After hours of cross-examination on Monday, the union leader’s lawyers said that Catanzara wanted to present his own closing arguments, which is when he announced his retirement.

“I informed them of my intention to retire first thing tomorrow morning and put an end to this charade, which we already knew what the outcome was going to be,” Catanzara told WLS-TV after the hearing.

Poking at his longstanding contentious relationship with Chicago Mayor Lori Lightfoot, Catanzara added on Monday that he intends to challenge Lightfoot for the post in 2023.

“I’m running against the mayor to change this damn city, because she is literally not only steering into an iceberg, she is literally telling them full steam ahead,” he told the outlet. “So something’s got to change.”

In recent months, Catanzara blasted Lightfoot over vaccine requirements, while encouraging the roughly 17,000 current and former rank-and-file officers he represents as FOP president to “hold the line,” and not to comply with the mandate by withholding their vaccination status.

“We’re in America, goddamn it,” he said in August when Lightfoot announced the Oct. 15 deadline for COVID-19 vaccinations for city employees. “We don’t want to be forced to do anything. Period. This ain’t Nazi fucking Germany [where they say], ‘Step into the fucking showers. The pills won’t hurt you.’ What the fuck?”

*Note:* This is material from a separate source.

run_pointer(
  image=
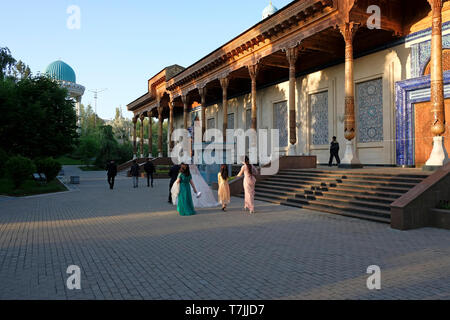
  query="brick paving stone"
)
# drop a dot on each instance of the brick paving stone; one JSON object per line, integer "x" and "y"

Responding to Catanzara’s announcement of his retirement plans, Lightfoot suggested that Catanzara was responsible for his own ruin.

“I want to make sure that our officers, particularly those young officers, are the best trained and best protected and best supported for our police department in the country,” she told WLS-TV on Monday night. “That's what we have to be about. Not somebody who has ruined his own career.”